Let $G$ be a group. Is there a bijection from the collection of all normal subgroups of $G$, $\{ N: N \trianglelefteq G \}$, to the collection of all quotient groups of $G$ by normal subgroups, $\{ G/N: N \trianglelefteq G \}$?
My attempt: I tried to consider the obvious map $f$ that sends $N$ to $G/N$. Then $f$ is clearly surjective. However, I don't know whether it is injective. If $f(N_1) = G/N_1 = G/N_2 = f(N_2)$, we want to show that $N_1 = N_2$. I tried to show the contrapositive, i.e. let's suppose that $N_1 \neq N_2$. WLOG suppose that there is $g_1 \in N_1$ but $g_1 \notin N_2$. Since $G/N_1 = G/N_2$, we know that $N_1g_1 = N_2g_2$ for some $g_2$. This is where I am stuck. I don't know if that tells me anything.

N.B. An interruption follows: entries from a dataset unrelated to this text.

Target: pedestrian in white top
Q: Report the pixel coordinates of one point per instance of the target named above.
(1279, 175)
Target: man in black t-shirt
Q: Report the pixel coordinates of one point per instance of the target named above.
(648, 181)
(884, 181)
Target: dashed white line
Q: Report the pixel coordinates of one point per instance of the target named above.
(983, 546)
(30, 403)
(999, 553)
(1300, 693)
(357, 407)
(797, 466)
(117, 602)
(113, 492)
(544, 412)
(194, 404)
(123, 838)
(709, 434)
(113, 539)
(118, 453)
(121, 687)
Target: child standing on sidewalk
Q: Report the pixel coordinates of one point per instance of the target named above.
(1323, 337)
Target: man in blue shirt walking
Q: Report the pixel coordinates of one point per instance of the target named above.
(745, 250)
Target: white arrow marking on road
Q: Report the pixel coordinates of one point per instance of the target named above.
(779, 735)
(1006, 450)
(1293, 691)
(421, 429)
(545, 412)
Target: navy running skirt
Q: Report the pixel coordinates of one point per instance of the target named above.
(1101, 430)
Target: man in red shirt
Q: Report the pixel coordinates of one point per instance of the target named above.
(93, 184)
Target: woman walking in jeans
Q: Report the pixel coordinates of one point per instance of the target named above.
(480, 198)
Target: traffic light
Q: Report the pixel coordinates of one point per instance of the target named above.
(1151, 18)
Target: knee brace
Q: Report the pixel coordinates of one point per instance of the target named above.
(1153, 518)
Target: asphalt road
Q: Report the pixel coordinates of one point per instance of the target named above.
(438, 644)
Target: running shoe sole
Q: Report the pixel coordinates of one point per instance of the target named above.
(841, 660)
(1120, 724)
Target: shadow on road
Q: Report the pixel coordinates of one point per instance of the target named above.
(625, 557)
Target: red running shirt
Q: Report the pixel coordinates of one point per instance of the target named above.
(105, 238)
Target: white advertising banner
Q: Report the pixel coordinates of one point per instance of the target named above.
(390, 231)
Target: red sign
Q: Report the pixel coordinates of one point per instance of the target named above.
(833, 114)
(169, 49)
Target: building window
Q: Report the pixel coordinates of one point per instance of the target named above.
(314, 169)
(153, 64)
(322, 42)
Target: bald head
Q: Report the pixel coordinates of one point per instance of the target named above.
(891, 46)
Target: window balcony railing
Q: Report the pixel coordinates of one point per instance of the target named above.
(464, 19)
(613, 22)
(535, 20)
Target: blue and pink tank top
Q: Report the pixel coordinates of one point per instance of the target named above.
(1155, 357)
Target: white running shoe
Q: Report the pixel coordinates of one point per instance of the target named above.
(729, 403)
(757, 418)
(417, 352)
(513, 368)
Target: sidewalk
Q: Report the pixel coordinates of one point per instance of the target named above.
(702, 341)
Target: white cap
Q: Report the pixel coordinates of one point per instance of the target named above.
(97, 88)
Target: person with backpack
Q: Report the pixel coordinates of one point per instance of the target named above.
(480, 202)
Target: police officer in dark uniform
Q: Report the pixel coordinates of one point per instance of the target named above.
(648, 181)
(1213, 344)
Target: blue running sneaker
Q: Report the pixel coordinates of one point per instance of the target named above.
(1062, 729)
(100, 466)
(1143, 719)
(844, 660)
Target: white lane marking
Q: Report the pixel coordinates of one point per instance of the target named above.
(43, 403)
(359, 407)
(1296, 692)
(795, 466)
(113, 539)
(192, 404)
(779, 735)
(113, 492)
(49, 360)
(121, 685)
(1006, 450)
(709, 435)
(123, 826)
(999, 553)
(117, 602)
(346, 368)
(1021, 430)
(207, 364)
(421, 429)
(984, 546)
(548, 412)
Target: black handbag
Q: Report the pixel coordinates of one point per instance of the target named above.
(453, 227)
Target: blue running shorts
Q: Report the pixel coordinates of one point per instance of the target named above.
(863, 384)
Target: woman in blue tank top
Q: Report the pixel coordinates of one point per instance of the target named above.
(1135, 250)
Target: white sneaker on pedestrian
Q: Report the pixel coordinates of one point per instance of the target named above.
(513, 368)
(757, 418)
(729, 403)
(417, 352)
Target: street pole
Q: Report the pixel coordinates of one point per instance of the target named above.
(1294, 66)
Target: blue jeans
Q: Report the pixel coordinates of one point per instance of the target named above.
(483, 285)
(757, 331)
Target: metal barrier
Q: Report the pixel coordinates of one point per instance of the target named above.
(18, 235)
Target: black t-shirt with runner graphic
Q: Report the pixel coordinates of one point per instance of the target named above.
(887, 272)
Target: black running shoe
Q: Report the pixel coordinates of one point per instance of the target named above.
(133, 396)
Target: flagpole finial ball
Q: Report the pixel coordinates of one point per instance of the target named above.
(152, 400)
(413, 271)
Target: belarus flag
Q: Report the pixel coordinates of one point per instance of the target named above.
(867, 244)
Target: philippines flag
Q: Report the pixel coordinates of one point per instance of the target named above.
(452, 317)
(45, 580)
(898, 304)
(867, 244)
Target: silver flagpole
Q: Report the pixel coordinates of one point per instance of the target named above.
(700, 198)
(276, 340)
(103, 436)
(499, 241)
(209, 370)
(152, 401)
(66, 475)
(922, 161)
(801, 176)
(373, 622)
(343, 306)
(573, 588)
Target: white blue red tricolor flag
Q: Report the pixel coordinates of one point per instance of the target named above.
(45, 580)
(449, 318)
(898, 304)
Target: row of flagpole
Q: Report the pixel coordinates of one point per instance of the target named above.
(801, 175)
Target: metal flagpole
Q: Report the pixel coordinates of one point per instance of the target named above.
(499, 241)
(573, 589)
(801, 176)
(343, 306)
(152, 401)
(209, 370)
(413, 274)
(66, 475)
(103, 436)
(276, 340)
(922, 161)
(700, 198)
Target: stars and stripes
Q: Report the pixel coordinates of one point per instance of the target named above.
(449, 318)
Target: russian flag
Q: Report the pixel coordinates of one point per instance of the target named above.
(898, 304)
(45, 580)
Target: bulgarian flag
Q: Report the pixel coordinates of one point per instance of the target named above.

The elements of $G/N_1$ are the cosets of $N_1$. Exactly one of those, namely $N_1$ itself, contains the identity element $e$ of $G$. Similarly, exactly one element of $G/N_2$, namely $N_2$ itself, contains $e$. Therefore if $G/N_1 = G/N_2$, then we would be forced to have $N_1=N_2$.